Fred Orth: Is the huge security presence making any impact upon the "spirit" of the games, from the perspective of the athletes, or from those attending?
Jansing: The consensus of athletes I've talked to is absolutely not. They're used to travel and adjusting to new conditions. So this is -- they tell me -- another thing to deal with toward a goal of keeping their focus on being ready to perform. Also, this is the most accessible athletes' village to the actual venues -- maybe ever.
spughie: I'm a big fan of women's ice hockey, four members of team Canada played for the local collegiate team I follow, so it's exciting to see them on the big stage (one played in 2010). At times I've been quite shocked at how women athletes are not treated with the same respect as male athletes. So my question, are the women's facilities for sports played by both genders equal? And how are the ticket sales for women's sports? Thanks to you and your team, a great job as always.
Jansing: If that's true -- then watch out because TEAM USA is going to make America and the world sit up and take notice! The rivalry with the Canadians is epic and a USA-Canada final in women's hockey is one of the most anticipated events of these games. I. CANNOT. WAIT!!!

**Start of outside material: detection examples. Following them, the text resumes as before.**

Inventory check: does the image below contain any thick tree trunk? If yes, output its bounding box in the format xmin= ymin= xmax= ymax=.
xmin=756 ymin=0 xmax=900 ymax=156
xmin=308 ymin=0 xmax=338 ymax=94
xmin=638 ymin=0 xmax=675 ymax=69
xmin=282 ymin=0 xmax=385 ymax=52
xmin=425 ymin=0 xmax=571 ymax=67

TO YOUR OTHER QUESTION: The men's and women's hockey, for example...figure skating...etc...they use the same facilities. I haven't been in locker rooms -- I'm not an athlete -- but every Olympian I've talked to is impressed with the venue facilities.
Ron Lewis: Who are your favorites in the competition?
Jansing: There are always so many exciting competitions but I was just talking to former Olympic hockey player Caitlin Cahow about the big USA-Canada women's hockey rivalry -- that's going to be an amazing game to watch. As an aging armchair athlete -- I'd love to see what Bode Miller can pull off. And I've spent time with figure skater Ashley Wagner as well as ice dancers Meryl Davis and Charlie White -- great people, great families. But where else can you see such polar opposite sports as curling and halfpipe? I can't wait to see how Shaun White is going to wow us this Olympics.